With a history going back more than 3,500 years, the xoloitzcuintli dog played a significant role in Precolumbian life.
Sometimes known as the Mexican Hairless dog, the xoloitzcuintli (pronounced “show-low-itz–QUEENT-ly”) gets its name from two words in the language of the Aztecs: Xolotl, the god of lightning and death, and itzcuintli, or dog. According to Aztec belief, the Dog of Xolotl was created by the god to guard the living and guide the souls of the dead through the dangers of Mictlán, the Underworld.

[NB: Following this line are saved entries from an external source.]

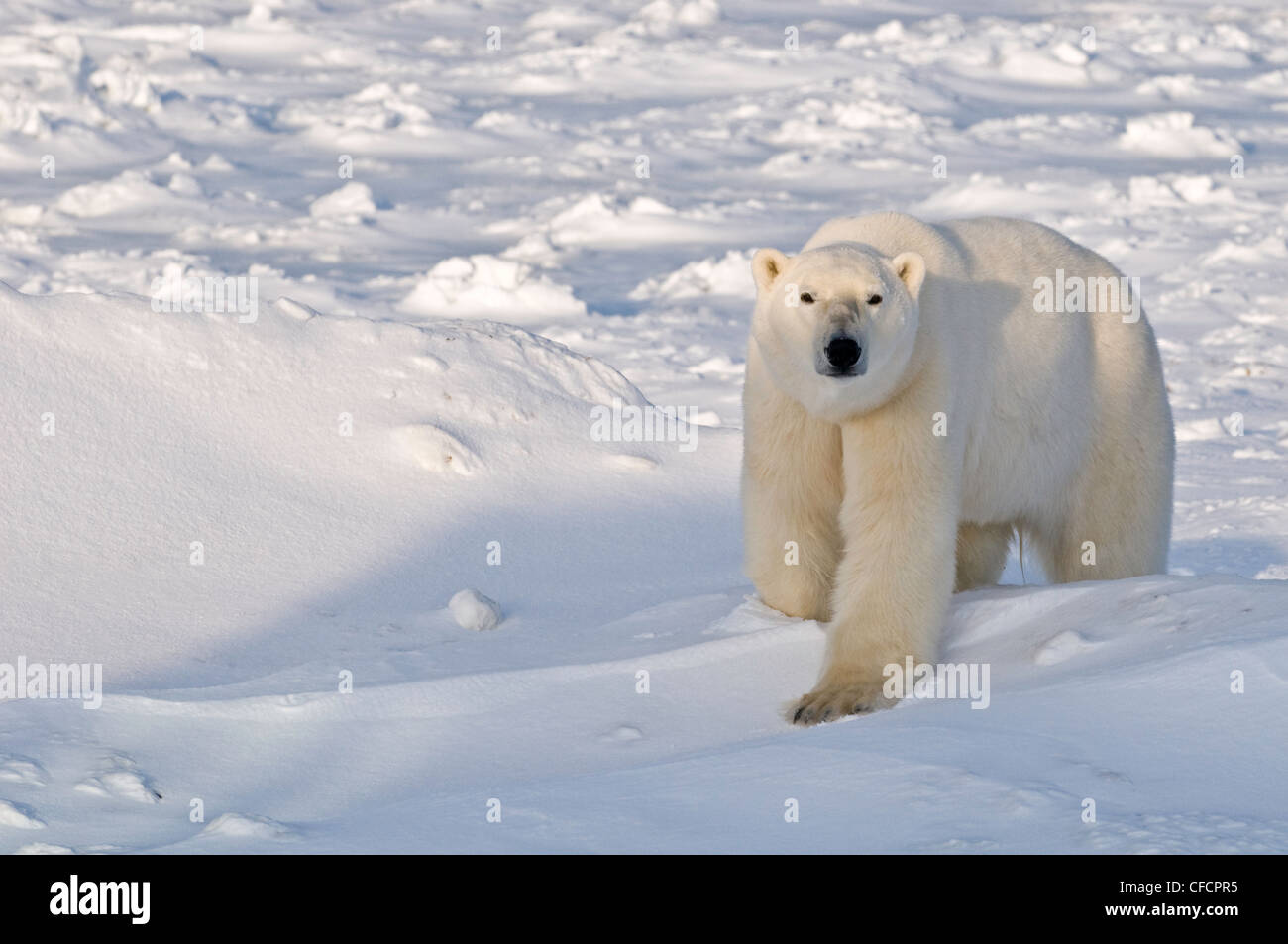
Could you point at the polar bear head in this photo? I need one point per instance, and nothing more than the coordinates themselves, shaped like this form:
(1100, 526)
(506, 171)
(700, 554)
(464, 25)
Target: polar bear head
(836, 325)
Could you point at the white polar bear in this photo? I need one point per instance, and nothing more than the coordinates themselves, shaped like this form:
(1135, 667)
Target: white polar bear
(907, 408)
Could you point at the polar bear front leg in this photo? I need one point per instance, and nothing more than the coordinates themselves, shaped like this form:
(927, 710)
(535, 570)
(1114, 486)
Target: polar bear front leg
(894, 581)
(791, 498)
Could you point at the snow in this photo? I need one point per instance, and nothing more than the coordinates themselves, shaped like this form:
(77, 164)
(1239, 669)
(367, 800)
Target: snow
(257, 523)
(472, 610)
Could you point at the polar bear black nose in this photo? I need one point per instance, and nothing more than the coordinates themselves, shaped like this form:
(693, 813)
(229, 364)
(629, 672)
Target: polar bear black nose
(842, 352)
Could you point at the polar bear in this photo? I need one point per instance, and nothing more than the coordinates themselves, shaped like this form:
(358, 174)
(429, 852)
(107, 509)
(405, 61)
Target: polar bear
(909, 407)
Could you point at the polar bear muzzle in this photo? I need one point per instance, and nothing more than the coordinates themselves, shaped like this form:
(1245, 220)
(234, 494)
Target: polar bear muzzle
(841, 356)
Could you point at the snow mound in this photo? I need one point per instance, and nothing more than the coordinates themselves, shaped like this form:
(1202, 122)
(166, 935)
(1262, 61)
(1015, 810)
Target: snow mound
(1173, 136)
(18, 816)
(472, 610)
(140, 442)
(347, 205)
(485, 286)
(240, 826)
(729, 274)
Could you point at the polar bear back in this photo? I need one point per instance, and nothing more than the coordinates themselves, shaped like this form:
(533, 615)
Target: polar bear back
(1030, 389)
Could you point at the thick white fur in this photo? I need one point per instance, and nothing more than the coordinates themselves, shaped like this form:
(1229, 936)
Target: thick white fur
(1057, 426)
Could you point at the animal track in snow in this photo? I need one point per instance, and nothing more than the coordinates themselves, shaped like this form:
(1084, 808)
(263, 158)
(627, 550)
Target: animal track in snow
(22, 771)
(124, 782)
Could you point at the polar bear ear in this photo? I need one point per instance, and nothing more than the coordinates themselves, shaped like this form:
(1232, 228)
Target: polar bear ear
(767, 265)
(911, 269)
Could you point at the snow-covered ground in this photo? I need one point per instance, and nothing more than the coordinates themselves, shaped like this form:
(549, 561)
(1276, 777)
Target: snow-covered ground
(257, 524)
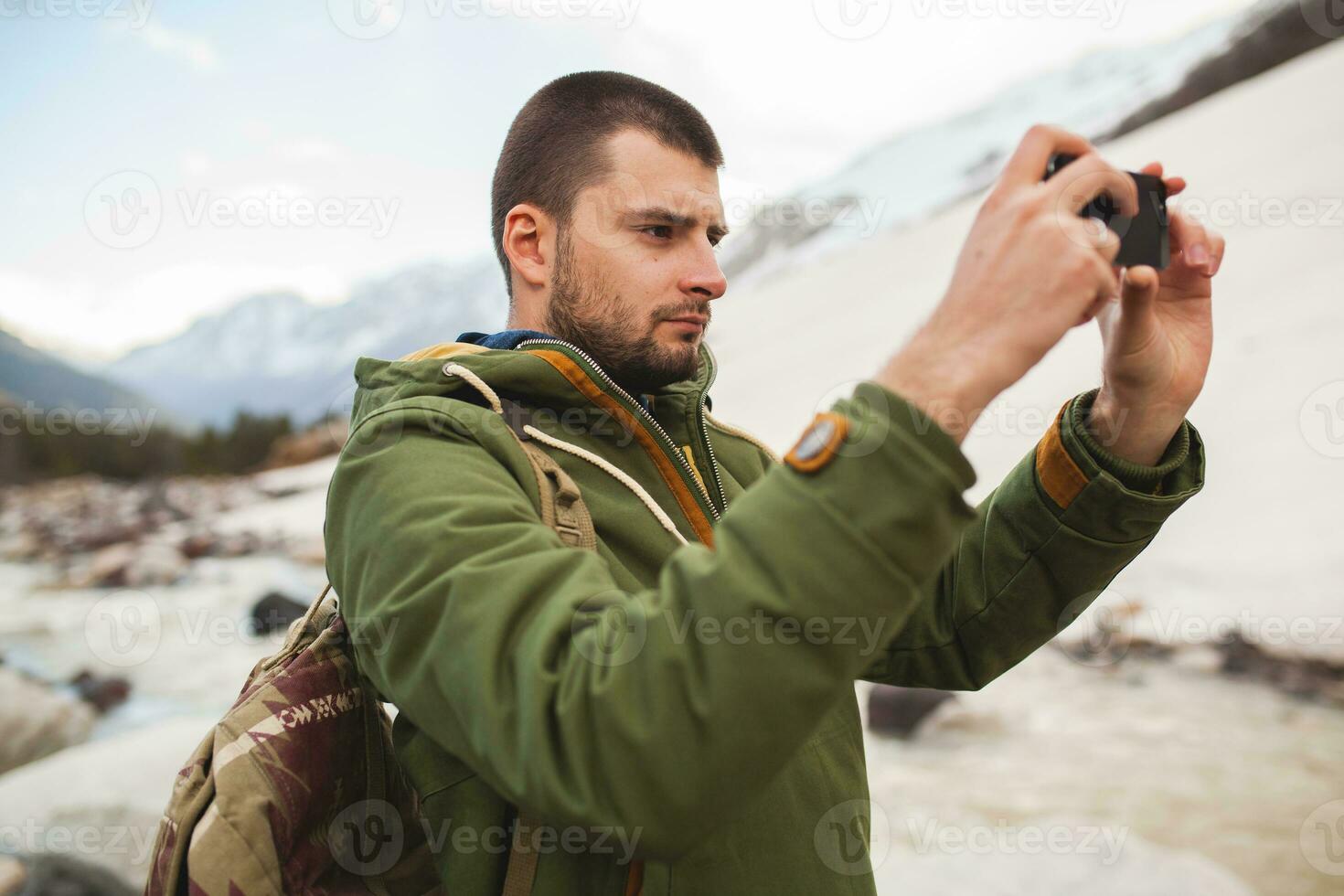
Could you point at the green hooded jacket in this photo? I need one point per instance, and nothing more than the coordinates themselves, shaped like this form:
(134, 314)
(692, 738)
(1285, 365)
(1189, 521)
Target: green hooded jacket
(677, 709)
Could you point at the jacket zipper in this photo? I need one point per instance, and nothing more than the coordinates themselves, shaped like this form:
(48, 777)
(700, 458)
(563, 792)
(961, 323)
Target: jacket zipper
(668, 445)
(705, 430)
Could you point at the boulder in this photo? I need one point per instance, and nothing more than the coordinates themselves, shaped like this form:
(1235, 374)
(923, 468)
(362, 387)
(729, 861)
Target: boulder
(900, 710)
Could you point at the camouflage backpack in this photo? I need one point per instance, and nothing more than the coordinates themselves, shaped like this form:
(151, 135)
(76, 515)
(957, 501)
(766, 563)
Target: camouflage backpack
(296, 789)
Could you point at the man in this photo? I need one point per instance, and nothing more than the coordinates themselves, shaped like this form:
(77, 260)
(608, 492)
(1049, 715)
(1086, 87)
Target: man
(682, 699)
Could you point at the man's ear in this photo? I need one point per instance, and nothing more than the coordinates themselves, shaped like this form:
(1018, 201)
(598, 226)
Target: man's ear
(529, 243)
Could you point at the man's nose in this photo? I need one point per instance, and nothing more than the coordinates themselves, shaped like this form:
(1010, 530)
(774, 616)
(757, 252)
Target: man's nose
(705, 278)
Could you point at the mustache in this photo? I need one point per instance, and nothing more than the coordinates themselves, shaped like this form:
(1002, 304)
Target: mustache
(679, 311)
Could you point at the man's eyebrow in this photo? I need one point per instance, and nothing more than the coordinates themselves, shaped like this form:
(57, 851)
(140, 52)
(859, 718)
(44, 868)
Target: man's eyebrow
(666, 215)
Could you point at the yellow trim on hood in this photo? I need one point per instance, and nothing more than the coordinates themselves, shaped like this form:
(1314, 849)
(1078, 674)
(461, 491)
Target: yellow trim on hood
(445, 349)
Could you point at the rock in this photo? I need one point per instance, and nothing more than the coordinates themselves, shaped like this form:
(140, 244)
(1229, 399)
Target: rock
(898, 710)
(37, 720)
(133, 566)
(101, 693)
(276, 612)
(62, 875)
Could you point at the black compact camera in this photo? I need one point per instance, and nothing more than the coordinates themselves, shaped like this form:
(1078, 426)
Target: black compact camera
(1146, 238)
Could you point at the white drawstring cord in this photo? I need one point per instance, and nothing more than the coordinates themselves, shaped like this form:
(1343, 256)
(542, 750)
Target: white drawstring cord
(457, 369)
(618, 475)
(621, 475)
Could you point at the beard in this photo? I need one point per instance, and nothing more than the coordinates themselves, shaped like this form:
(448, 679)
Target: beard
(585, 311)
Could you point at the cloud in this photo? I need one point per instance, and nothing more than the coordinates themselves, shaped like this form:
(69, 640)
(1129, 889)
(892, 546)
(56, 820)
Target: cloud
(199, 53)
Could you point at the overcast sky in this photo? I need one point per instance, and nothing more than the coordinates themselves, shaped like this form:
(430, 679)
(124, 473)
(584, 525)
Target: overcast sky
(163, 160)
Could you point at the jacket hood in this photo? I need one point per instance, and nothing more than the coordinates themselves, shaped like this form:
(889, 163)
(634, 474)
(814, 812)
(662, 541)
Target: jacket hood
(525, 375)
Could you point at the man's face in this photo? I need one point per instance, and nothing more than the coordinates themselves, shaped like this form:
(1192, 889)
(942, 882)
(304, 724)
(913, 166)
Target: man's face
(635, 269)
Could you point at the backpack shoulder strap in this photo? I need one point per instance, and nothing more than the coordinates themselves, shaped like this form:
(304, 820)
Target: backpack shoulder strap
(563, 511)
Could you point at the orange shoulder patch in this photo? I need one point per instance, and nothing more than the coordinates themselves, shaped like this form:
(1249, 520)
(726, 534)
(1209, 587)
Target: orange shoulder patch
(818, 443)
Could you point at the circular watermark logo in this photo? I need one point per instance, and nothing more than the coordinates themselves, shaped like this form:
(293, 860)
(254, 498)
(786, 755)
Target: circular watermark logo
(366, 19)
(1321, 838)
(867, 432)
(123, 629)
(1324, 16)
(1106, 629)
(854, 837)
(1321, 420)
(852, 19)
(123, 209)
(618, 635)
(368, 838)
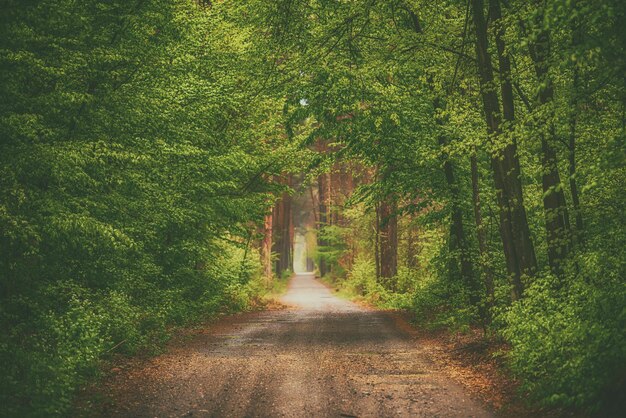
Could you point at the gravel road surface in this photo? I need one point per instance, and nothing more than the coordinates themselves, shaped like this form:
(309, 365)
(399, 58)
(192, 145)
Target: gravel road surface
(322, 357)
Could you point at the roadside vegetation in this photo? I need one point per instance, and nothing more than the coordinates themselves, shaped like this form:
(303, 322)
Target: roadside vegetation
(465, 160)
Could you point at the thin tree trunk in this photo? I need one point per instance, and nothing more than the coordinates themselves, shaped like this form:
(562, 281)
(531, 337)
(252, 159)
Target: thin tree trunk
(388, 236)
(459, 246)
(517, 243)
(555, 208)
(266, 247)
(573, 119)
(322, 215)
(481, 236)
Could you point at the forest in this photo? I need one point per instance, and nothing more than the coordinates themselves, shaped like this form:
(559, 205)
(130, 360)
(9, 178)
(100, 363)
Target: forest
(163, 162)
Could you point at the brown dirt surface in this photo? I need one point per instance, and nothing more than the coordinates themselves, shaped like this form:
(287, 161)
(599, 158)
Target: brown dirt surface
(320, 357)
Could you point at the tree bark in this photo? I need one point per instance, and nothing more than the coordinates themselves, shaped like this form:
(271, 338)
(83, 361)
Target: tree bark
(481, 236)
(555, 208)
(388, 238)
(266, 247)
(514, 231)
(323, 219)
(459, 246)
(283, 232)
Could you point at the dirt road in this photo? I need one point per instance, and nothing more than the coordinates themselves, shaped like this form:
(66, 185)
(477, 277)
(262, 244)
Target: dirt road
(325, 357)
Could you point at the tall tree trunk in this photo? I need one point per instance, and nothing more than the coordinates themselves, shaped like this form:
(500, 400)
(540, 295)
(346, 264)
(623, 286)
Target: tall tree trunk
(554, 205)
(388, 238)
(266, 247)
(283, 232)
(517, 243)
(411, 245)
(481, 236)
(323, 219)
(459, 246)
(377, 240)
(573, 119)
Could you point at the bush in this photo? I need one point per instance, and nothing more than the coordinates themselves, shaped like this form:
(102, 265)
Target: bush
(569, 346)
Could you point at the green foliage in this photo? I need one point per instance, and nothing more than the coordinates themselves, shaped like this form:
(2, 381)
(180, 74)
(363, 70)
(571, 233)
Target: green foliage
(133, 159)
(569, 346)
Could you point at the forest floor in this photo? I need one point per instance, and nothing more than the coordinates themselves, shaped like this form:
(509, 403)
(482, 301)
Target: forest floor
(318, 356)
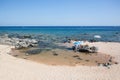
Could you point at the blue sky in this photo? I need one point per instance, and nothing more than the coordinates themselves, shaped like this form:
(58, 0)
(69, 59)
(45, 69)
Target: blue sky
(60, 12)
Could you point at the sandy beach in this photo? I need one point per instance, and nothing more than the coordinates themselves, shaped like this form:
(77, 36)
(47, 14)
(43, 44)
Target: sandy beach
(13, 68)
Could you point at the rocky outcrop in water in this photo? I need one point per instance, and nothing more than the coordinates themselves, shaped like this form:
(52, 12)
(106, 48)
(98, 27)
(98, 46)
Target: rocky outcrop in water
(17, 42)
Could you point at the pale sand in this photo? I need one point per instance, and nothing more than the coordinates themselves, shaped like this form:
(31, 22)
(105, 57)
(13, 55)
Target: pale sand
(12, 68)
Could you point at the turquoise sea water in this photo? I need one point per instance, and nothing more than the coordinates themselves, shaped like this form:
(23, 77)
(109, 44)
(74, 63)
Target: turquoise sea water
(108, 33)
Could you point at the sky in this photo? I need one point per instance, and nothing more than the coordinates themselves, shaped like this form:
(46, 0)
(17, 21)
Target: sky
(59, 12)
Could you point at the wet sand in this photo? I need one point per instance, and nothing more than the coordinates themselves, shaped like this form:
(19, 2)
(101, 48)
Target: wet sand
(66, 57)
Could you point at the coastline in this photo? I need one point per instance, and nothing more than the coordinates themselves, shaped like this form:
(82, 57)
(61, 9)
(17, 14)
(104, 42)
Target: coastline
(13, 68)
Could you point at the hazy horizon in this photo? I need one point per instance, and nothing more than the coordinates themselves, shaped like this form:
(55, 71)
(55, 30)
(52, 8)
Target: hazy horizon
(59, 13)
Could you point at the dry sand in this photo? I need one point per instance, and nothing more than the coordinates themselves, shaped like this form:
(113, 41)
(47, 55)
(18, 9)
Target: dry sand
(12, 68)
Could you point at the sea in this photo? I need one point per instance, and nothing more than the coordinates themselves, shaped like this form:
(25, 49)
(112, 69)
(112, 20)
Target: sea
(61, 33)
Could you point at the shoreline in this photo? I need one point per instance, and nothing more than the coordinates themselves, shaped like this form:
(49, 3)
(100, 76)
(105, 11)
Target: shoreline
(13, 68)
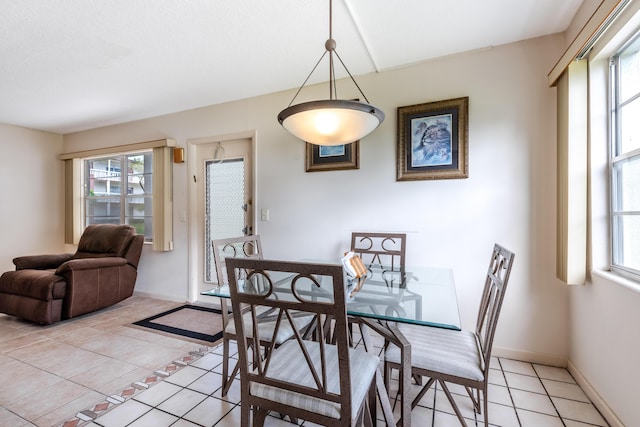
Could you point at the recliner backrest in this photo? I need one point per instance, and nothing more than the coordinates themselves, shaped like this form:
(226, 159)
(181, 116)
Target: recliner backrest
(105, 240)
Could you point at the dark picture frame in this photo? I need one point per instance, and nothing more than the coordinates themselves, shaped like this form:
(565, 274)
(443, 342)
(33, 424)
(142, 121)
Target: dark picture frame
(321, 158)
(433, 140)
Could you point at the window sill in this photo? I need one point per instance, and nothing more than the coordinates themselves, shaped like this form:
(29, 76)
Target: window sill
(617, 279)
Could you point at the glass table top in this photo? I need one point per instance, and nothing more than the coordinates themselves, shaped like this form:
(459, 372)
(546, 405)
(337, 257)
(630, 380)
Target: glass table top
(420, 295)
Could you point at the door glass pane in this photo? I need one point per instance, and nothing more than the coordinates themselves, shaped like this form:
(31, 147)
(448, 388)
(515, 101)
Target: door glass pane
(224, 202)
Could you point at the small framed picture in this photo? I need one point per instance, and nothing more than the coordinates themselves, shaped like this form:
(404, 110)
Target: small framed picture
(433, 140)
(332, 157)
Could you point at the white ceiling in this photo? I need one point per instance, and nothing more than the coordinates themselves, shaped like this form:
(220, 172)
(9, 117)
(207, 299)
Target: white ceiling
(70, 65)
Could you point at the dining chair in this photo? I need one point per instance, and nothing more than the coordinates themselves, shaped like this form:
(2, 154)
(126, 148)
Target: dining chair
(244, 247)
(383, 253)
(323, 381)
(381, 249)
(247, 247)
(458, 357)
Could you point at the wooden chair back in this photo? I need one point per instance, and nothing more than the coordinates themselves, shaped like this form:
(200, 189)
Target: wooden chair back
(234, 247)
(491, 302)
(309, 372)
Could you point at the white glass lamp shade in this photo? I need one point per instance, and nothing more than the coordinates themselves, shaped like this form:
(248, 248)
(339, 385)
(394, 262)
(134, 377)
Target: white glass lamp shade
(331, 122)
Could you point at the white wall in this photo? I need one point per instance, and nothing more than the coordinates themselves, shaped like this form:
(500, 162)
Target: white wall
(508, 198)
(31, 177)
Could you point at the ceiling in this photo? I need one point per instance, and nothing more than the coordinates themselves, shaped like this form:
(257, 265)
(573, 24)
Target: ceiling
(71, 65)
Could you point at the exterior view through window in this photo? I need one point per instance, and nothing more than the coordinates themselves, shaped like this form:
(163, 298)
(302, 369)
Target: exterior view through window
(117, 190)
(625, 160)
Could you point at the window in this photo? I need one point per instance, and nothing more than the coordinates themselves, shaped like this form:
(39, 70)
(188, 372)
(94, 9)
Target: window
(625, 159)
(95, 183)
(106, 203)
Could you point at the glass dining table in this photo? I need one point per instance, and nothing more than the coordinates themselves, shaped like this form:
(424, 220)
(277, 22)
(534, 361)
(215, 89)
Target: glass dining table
(387, 298)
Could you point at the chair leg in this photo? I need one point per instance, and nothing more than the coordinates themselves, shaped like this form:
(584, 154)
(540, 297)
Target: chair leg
(225, 366)
(454, 405)
(486, 406)
(259, 416)
(245, 413)
(475, 399)
(422, 392)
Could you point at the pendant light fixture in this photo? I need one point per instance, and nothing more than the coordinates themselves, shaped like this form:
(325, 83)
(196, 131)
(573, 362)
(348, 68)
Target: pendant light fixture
(331, 121)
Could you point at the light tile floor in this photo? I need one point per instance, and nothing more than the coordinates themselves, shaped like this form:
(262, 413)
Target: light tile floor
(97, 371)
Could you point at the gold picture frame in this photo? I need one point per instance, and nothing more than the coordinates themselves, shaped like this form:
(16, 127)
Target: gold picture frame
(433, 140)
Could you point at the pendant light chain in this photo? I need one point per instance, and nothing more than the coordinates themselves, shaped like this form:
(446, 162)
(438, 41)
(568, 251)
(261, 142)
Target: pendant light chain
(331, 121)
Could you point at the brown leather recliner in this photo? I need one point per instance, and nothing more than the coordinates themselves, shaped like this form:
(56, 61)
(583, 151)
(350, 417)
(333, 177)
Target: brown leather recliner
(48, 288)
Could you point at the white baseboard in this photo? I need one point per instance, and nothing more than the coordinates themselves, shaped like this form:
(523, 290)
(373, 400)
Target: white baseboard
(591, 392)
(156, 296)
(531, 357)
(551, 360)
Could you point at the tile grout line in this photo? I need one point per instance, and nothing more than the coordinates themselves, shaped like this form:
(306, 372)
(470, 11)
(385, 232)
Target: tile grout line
(513, 403)
(114, 400)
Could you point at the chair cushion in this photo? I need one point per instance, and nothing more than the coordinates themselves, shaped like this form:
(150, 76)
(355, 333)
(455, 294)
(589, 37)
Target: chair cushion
(42, 285)
(265, 328)
(104, 240)
(288, 364)
(447, 351)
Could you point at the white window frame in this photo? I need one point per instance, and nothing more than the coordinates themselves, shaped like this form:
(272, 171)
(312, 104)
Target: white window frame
(617, 157)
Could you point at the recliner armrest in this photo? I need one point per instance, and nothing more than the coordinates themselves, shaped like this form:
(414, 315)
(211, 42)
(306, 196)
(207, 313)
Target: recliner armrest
(41, 262)
(90, 264)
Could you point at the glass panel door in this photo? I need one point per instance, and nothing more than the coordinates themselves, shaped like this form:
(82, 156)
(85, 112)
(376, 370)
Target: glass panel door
(225, 206)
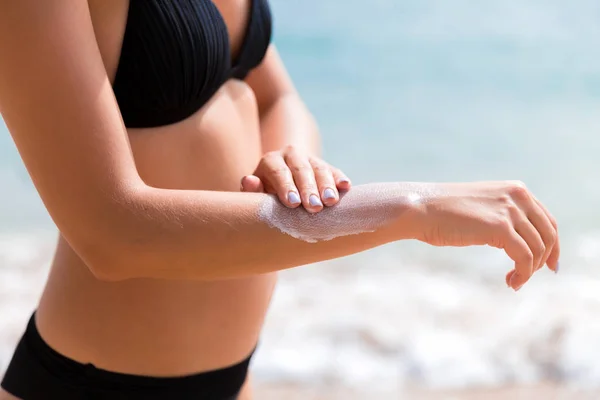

Xolos appear in ancient Mesoamerican art often with pointed ears and wrinkly skin to indicate their hairlessness. The most frequent depictions take the form of small ceramic vessels known as Colima Dogs for the modern state in western Mexico where they are commonly found. In Colima and the neighboring states of Nayarit and Jalsico, archaeologists estimate that more than 75 percent of burials from the Preclassic period (ca. 300 B.C to A.D. 300) contain these vessels, which may have served as symbolic dog guides to help the soul of the dead travel through the Underworld.
These hairless canines also caught the eye of European chroniclers such as Christopher Columbus and the 16th-century Spanish missionary Bernadino de Sahagún, who describes how the Aztecs would tuck xolos in blankets at night to keep them warm. The dogs’ fur-free bodies also serve as excellent heat conductors, making them a kind of ancient hot-water bottle for the ill and the elderly. “They know when you’re sick,” observes Kay Lawson, a 20-year xolo breeder and past president of the Xoloitzcuintli Club of America. “They zero right in to where it hurts.”